19 October, 2015

"ending homelessness"

placing "skin tone" Bandaids on compound fractures
bandages designed, manufactured, and profited off by the breaker-of-the-bone
none of us know how to swim, or what direction the stream is flowing

13 October, 2015

all hallows' eve

Sama (endearing grimace of desire): "What costume would you wear every day -- and you can't say yourself?"

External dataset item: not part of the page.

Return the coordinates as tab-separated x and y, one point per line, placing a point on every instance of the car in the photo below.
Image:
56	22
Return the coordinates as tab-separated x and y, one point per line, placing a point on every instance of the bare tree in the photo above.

Gena (eavesdropping reply): "Other than this one i currently wear every day?"

11 October, 2015

how are you?

i find myself a person looking at a piece of art wondering what the creator felt when they made it (and after), what folks might feel when they view it, and asking myself what make this art? i am the type of person who forgets to ask how i feel about things, from time to time. 

08 October, 2015

the last ten steps, over some leaves

in a place without seasons, beyond the rod-iron gate, one mile and ten paces left, the prison sits quietly on downstream haunches.
there are no license plates stamped in max.
if I could insect my way in I would roam the panopticon halls, sniffing for graphite scribed lists titled "should have" and "shouldn't have".

should: write Rachel a letter, learn to swim, start a memoir, request photos of my dog, know what pineapple smells like, be able to remember outside.

shouldn't: have stopped, have been caught, told that story, answer questions that begin with "why", given Reggie my keys.   

a wall is the line

someone created a line; some what arbitrary, and the other what strategic.
for native folks, whom the line jumped over, it was time to move south.
military factions sent to force whole tribes and villages to pack up and flee the fertile land they had learned to love.
today the line is more of a fortress than a semaphore of power.
what are the fortress builders so afraid of?
what did it feel like to draw that line the first time?
can it be fixed/

paper clip zipper

holes born on the other side of fences are in this.
several tears from several friends soaked in and dried in the shoulders.
burns of errant ember dot the ball-pitted sleeves.
pockets that even a quarter can't cling to.
the scent of coffee, campfire, grease, and travel wrap softly; holding it all together.
winter, spring, summer, and fall have slept here.
everything I know, apart from laundry, has shared itself with my messy shirt.

04 October, 2015

please fool me, so i don't have to pretend

-sometimes police officers are punished for compassion. more often for misconduct. 
=a young boy was chided, in the forest, for refusing to shoot a squirrel. all of the friends laughed, and took their turn shooting the squirrel's jumping body. the refusing boy's sister said he should not have supper that evening. 
=-in the center of one ill-lit suburban casino, it all went right. now to buy all the weapons, cars, sex, and sport-fan aisle-attendant popcorn. 

sometimes watching fingers dance in the sunlight over keys to say, "i feel like you are the kindest person i have met, summer" is a really warm way to also thank the season for tricking us for so long. i hope it continues. i hope we all do. 

for the warmest summer tricks today.